Google Brain team said it considered Julia as well for TensorFlow but -"since its compilation approach is based on type specialization, it may have enough of a representation and infrastructure to host the Graph Program Extraction techniques `they` rely on"[1].
It sounds like they're saying they think it can be used, but "The Julia community shares many common values as with our project, which they published in a very like-minded blog post[1] after our project was well underway."
I think the key point is "after our project was well underway" -- that if they were starting now, they'd likely be consider Julia much more seriously than they did at that time, which was before projects like Zygote got started.
Later on from your link:
"[We] picked Swift over Julia because Swift has a much larger community, is syntactically closer to Python, and because we were more familiar with its internal implementation details - which allowed us to implement a prototype much faster."
As always, a disclaimer, I am deeply involved in the Julia community so beware of my biases.
Honestly, I think the best argument (and the only one I buy) for Swift is the latter part: “…we were more familiar with its internal implementation details - which allowed us to implement a prototype much faster.” – just like I said about a year ago [1]. If you are sitting on a team deeply familiar and passionate about a language – Swift – what kind of managerial fool would not let them take a stab at it? Especially with Lattner’s excellent track record.
The ideas behind Zygote dates to somewhere around spring 2017, but I think it took about a year to hammer out compiler internals and find time to hack, so you are still right that nothing was public when Google settled on Swift – I think there been at least one Mountain View visit though over XLA.jl, but do not quote me on that one.

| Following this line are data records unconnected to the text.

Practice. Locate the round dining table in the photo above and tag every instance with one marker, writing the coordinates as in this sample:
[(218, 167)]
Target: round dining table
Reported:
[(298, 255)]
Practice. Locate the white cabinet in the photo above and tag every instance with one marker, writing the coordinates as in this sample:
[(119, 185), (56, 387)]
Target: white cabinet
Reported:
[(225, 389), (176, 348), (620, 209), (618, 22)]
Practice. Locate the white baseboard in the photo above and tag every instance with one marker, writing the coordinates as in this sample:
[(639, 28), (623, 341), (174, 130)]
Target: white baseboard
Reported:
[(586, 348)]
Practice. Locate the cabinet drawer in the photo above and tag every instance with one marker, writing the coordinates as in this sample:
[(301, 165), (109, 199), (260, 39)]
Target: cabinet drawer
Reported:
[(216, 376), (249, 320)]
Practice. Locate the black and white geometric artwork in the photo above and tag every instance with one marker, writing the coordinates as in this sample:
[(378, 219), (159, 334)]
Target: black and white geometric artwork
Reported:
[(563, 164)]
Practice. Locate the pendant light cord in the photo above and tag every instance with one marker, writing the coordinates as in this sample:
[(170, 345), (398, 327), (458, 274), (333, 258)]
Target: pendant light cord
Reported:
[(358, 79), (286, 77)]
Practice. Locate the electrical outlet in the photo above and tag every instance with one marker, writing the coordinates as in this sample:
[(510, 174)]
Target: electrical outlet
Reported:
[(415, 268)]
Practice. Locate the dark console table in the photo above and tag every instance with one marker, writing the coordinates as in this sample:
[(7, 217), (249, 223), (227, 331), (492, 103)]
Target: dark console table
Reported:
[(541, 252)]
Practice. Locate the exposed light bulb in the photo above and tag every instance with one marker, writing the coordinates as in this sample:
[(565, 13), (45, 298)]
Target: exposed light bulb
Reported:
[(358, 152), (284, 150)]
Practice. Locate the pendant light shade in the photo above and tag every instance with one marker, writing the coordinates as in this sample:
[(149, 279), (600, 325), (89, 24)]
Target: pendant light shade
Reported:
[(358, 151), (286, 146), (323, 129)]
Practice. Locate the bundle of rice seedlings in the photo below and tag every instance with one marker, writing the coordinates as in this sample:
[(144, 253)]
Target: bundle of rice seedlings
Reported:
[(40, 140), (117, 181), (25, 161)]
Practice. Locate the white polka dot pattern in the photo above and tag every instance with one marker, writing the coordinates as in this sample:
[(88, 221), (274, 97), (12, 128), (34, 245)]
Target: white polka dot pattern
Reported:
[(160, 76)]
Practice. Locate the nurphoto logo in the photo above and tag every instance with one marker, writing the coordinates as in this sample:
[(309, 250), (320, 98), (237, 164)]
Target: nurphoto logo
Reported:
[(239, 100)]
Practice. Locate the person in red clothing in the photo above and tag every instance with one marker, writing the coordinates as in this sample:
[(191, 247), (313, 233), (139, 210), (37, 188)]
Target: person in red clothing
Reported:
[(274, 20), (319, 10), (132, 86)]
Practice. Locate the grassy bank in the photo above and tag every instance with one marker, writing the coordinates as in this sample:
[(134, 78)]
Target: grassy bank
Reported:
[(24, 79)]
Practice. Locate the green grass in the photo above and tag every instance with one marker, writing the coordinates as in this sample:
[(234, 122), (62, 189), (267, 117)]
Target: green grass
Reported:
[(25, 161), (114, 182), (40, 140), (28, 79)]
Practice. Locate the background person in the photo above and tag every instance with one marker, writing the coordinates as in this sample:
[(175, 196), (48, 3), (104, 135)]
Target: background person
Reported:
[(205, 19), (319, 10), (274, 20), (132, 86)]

The race is still on and I am looking forward to seeing what all the camps bring to this budding field. I have worked with an excellent student on SPMD auto batching for his thesis project and we now have some things to show [2]. This is still a great time to be a machine learning practitioner and endlessly exciting if you care about the intersection between Machine Learning and programming languages.
My only request would be for Jeremy to explain “Swift for TensorFlow is the first serious effort I’ve seen to incorporate differentiable programming deep in to the heart of a widely used language that is designed from the ground up for performance.” to me. Is it the “serious” and/or “widely used” subset where the Julia camp is disjoint? =)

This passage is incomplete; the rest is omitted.